Even Democratic Rep. Jared Polis wants an explanation. The congressman has reached out to the head of insurance for Colorado and even wrote a letter to Secretary of Health and Human Services Kathleen Sebelius on Tuesday asking for help.
“Summit County has one of the most uninsured populations, some say even in the nation; particularly our Latino population; astronomical rates of uninsured folks,” Tamara Drangstveit with the Family and Intercultural Resource Center said.
The Family and Intercultural Resource Center is a charity approved by the government to help Summit County families navigate the health care marketplace. She said not one person has signed up at the center.
“None at this point,” she said. “Everyone takes a look at the rates and they just can’t afford them.”
The state division of insurance has divided Colorado into 11 geographical rating areas. Summit County joins Vail and Aspen in an area simply called “Resort.” (View The Map)
“Our health insurance rates have always been expensive.

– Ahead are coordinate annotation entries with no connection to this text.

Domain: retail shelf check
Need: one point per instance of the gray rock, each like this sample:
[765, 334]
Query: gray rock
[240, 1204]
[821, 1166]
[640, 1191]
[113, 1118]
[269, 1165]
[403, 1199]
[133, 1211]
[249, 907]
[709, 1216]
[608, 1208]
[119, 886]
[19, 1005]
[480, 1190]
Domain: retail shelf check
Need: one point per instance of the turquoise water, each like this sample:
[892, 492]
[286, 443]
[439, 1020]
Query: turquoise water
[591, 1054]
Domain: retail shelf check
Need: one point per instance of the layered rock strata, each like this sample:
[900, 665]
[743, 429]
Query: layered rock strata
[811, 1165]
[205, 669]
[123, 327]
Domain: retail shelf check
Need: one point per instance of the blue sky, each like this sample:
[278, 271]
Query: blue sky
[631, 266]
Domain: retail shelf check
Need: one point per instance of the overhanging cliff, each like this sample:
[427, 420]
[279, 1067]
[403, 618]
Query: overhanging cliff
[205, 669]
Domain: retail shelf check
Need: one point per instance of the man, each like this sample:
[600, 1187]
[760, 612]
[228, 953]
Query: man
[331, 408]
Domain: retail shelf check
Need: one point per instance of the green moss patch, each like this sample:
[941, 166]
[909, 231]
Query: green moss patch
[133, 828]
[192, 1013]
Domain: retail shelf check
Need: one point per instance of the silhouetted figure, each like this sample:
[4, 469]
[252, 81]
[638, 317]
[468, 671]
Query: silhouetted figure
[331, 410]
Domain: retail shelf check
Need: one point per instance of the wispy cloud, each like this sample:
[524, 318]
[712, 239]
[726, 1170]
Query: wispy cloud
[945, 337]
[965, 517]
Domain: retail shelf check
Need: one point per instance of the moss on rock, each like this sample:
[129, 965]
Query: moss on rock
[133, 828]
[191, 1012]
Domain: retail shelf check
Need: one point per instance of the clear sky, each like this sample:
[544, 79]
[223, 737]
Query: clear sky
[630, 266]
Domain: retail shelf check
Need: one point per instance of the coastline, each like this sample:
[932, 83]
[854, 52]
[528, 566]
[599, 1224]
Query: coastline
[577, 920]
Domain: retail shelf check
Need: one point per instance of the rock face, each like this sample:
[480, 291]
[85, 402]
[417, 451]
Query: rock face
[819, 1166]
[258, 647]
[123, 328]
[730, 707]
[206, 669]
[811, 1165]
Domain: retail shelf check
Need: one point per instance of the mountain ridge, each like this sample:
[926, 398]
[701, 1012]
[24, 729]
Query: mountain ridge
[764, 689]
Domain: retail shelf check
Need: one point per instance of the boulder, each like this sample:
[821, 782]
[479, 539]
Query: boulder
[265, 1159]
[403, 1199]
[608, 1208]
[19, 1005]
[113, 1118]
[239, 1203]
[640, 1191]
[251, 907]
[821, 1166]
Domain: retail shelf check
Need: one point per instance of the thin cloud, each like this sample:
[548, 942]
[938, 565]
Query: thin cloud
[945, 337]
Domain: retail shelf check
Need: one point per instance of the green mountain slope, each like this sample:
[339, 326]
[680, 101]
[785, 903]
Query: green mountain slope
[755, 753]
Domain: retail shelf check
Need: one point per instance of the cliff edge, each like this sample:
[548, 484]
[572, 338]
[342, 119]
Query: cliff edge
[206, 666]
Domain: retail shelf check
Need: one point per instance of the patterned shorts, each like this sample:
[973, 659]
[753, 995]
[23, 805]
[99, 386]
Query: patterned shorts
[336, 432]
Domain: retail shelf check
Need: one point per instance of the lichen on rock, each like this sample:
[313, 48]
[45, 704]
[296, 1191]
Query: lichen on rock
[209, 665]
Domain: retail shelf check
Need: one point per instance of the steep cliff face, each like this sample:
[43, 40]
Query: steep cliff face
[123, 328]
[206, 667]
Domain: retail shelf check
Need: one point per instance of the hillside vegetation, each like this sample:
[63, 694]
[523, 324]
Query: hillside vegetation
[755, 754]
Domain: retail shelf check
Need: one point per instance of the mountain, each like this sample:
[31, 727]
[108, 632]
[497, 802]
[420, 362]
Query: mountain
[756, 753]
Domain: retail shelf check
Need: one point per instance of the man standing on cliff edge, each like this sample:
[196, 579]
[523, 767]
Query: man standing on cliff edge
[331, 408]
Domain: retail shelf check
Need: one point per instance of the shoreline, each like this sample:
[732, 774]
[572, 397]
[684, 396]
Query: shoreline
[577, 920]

I think one of the things that the Affordable Care Act and the marketplace have brought to light are just how expensive our rates are,” Drangstveit said. “We’re seeing rates two to three times higher than a family in Denver may see.”
The state website says there are two main factors affecting the cost. There is the direct cost, such as the price of things like doctors, hospitals and prescriptions. The other is utilization — how frequently the population uses the medical system. (Colorado Geographic Rating Requirements In Mountain Resort Counties)
The problem in resort towns is that the equation doesn’t take into account tourists using doctors, hospitals or getting prescriptions, which in the winter can increase the population exponentially.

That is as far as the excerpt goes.